Baker moved with her husband to the San Francisco Bay area due to Bill Baker's governmental job transfer, where he worked as an FBI agent. She worked as the host and television producer of a home cooking show, which was filmed in San Francisco, before relocating to the nearby city of San Mateo. In the late 1950s, Baker and her family lived on Sunset Terrace in the western hills of San Mateo before relocating to the nearby Laurelwood neighborhood. Baker was credited as one of the bakers of cookies sent to a company of the 101st Airborne Division "Screaming Eagles". San Mateo adopted Alpha Company, 1st Battalion, 327 Infantry Regiment on March 4, 1968.

===Political career===
Baker first became involved in politics and community activism during the early 1970s. Developers had proposed development of open land on the city's Sugarloaf Mountain. Baker organized a group made up of predominantly women activists into the Save Sugarloaf Committee, which successfully fought off the developer and preserved Sugarloaf as one of the city's permanent open spaces.

Her experience as an activist and organizer led her to seek elected office to the city council. She was elected to the San Mateo city council in 1973 on an environmental platform, defeating two incumbent members and seven other candidates for her seat. In doing so, she became the second woman ever elected to San Mateo's city council. She remained on the city council for twenty years, until her retirement from office in 1993. Baker campaigned to be called "councilwoman" while in office, noting that her male colleagues used the term "councilman". The San Mateo County Times called her a "bridge-builder and peacemaker" during her tenure.

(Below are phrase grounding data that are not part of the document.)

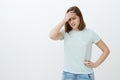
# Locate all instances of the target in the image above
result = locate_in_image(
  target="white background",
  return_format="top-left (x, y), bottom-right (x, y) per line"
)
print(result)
top-left (0, 0), bottom-right (120, 80)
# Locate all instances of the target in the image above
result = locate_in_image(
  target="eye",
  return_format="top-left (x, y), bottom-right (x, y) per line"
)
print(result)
top-left (72, 17), bottom-right (76, 20)
top-left (68, 18), bottom-right (71, 22)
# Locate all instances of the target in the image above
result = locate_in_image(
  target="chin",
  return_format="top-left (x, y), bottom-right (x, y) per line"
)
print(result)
top-left (72, 27), bottom-right (78, 29)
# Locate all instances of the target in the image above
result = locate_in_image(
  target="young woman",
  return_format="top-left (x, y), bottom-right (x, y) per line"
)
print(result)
top-left (49, 6), bottom-right (110, 80)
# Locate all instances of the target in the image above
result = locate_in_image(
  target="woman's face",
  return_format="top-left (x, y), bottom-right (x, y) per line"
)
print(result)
top-left (68, 13), bottom-right (80, 30)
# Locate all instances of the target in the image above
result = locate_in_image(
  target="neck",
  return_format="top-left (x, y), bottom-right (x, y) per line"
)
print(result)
top-left (72, 28), bottom-right (79, 31)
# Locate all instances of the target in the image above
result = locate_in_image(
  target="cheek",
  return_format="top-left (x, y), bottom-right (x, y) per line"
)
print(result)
top-left (68, 21), bottom-right (71, 25)
top-left (77, 18), bottom-right (80, 22)
top-left (75, 19), bottom-right (80, 25)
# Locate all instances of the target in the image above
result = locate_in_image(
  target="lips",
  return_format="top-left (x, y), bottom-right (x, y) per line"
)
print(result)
top-left (71, 24), bottom-right (75, 26)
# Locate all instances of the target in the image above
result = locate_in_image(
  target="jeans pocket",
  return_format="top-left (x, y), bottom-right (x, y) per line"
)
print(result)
top-left (88, 73), bottom-right (94, 80)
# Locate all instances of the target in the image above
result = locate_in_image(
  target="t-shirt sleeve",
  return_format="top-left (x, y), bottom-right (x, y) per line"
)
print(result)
top-left (91, 30), bottom-right (101, 44)
top-left (60, 29), bottom-right (65, 40)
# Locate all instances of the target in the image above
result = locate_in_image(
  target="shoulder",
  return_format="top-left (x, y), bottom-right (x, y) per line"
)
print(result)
top-left (85, 28), bottom-right (97, 34)
top-left (83, 28), bottom-right (93, 34)
top-left (84, 28), bottom-right (100, 39)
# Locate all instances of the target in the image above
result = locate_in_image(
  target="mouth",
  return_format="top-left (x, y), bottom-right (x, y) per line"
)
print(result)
top-left (71, 23), bottom-right (75, 26)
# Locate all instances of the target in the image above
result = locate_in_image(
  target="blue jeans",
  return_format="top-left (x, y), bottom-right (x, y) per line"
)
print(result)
top-left (62, 71), bottom-right (94, 80)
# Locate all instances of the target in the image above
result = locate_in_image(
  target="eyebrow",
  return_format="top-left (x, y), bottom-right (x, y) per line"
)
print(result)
top-left (71, 16), bottom-right (76, 18)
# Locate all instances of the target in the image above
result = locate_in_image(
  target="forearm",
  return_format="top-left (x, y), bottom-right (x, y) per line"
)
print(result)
top-left (49, 20), bottom-right (66, 37)
top-left (94, 50), bottom-right (110, 67)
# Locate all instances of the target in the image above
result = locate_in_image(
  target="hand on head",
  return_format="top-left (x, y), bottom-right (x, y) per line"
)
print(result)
top-left (63, 11), bottom-right (76, 22)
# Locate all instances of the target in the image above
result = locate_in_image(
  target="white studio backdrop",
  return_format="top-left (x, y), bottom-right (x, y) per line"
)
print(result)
top-left (0, 0), bottom-right (120, 80)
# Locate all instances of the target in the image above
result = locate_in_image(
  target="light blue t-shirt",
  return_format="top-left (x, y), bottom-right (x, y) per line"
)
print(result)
top-left (60, 28), bottom-right (101, 74)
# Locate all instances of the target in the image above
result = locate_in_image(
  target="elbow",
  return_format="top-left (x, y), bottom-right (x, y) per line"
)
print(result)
top-left (104, 48), bottom-right (110, 55)
top-left (49, 34), bottom-right (54, 39)
top-left (106, 47), bottom-right (110, 54)
top-left (108, 48), bottom-right (110, 54)
top-left (49, 34), bottom-right (56, 40)
top-left (107, 48), bottom-right (110, 55)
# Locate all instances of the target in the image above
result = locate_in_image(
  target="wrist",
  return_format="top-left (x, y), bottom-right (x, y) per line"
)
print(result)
top-left (94, 63), bottom-right (99, 68)
top-left (62, 18), bottom-right (67, 23)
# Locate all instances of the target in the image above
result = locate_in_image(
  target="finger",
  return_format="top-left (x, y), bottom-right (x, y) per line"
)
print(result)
top-left (67, 12), bottom-right (76, 16)
top-left (85, 64), bottom-right (92, 68)
top-left (84, 63), bottom-right (90, 67)
top-left (67, 11), bottom-right (75, 13)
top-left (86, 63), bottom-right (93, 68)
top-left (84, 60), bottom-right (91, 64)
top-left (86, 60), bottom-right (91, 62)
top-left (84, 61), bottom-right (89, 64)
top-left (84, 60), bottom-right (90, 62)
top-left (84, 62), bottom-right (92, 66)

Baker was appointed and reappointed Mayor of San Mateo on six occasions, becoming the first woman to hold the mayoral office in San Mateo. A three-term limit for future mayors was instituted by city council while she was still in office after having served five of her terms.

Baker retired from the city council and the mayor's office in 1993 after twenty years in office. Baker served on the board of the Metropolitan Transportation Commission (MTC) for sixteen years, including two years as the board's chairwoman from 1993 to 1995. While at MTC, Baker championed efforts to preserve and access open space, including the San Francisco Bay Trail.
Baker also served as the president of the American Association of University Women (AAUW) and the president of the League of California Cities.

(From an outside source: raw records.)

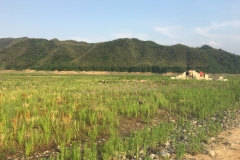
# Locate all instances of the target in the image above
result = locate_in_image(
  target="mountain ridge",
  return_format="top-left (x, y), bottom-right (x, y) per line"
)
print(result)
top-left (0, 37), bottom-right (239, 73)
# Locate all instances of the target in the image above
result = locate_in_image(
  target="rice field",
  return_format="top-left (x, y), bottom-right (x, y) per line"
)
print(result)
top-left (0, 72), bottom-right (239, 159)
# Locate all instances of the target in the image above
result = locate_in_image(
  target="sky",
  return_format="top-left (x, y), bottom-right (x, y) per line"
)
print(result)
top-left (1, 0), bottom-right (240, 55)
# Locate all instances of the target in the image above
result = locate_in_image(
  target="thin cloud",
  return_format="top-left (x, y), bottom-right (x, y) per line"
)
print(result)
top-left (211, 20), bottom-right (240, 29)
top-left (135, 34), bottom-right (148, 40)
top-left (153, 25), bottom-right (181, 38)
top-left (195, 20), bottom-right (240, 54)
top-left (208, 40), bottom-right (221, 47)
top-left (195, 20), bottom-right (240, 37)
top-left (195, 27), bottom-right (211, 37)
top-left (113, 33), bottom-right (133, 39)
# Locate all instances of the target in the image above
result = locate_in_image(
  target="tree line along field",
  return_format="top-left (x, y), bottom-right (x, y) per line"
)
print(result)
top-left (0, 72), bottom-right (239, 159)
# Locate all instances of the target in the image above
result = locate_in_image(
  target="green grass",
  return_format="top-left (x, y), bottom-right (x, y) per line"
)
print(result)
top-left (0, 72), bottom-right (239, 159)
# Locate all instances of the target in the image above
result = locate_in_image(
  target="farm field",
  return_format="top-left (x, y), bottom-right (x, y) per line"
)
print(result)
top-left (0, 71), bottom-right (239, 159)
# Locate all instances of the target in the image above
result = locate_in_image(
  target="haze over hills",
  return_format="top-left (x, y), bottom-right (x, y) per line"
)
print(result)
top-left (0, 37), bottom-right (239, 73)
top-left (0, 37), bottom-right (28, 50)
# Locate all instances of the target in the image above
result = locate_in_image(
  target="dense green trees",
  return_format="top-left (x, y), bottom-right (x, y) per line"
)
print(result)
top-left (0, 38), bottom-right (239, 73)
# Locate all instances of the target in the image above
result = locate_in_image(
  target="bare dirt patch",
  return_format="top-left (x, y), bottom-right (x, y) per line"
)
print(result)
top-left (78, 71), bottom-right (155, 75)
top-left (24, 69), bottom-right (36, 73)
top-left (52, 70), bottom-right (79, 74)
top-left (79, 71), bottom-right (110, 75)
top-left (161, 72), bottom-right (178, 76)
top-left (0, 70), bottom-right (15, 73)
top-left (185, 116), bottom-right (240, 160)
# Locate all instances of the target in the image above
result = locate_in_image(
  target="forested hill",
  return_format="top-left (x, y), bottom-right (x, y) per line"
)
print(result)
top-left (0, 37), bottom-right (28, 50)
top-left (0, 37), bottom-right (239, 73)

San Mateo County honored her work in 1999 by naming her to the San Mateo County Women's Hall of Fame. In 2004, Rep. Tom Lantos read a tribute to her into the record of the 108th Congress. She and her husband also became licensed pilots.

Jane Baker died on July 1, 2011, at the age of 88. Her health had been in decline during her later years.

==Family==
She was survived by her husband of 66 years, Bill Baker; two children, Cindy Kuiper and Bruce Baker; four grandchildren and four great-grandchildren.

==Legacy==
In May 2013, her trust donated US$50,000 to preserve and maintain Sugarloaf Mountain, prompting the city council of San Mateo to consider renaming the adjacent Laurelwood Park in her honor. The city's Parks and Recreation Director told the city council there was a policy prohibiting parks from being named after people, but would consider adding an interpretive center to the base of the trail at Sugarloaf and naming it after Baker. Other proposed uses included land restoration or interpretive panels at the summit, but the bequest was eventually earmarked towards the creation of additional hiking trails, removing fire breaks and restoring the land.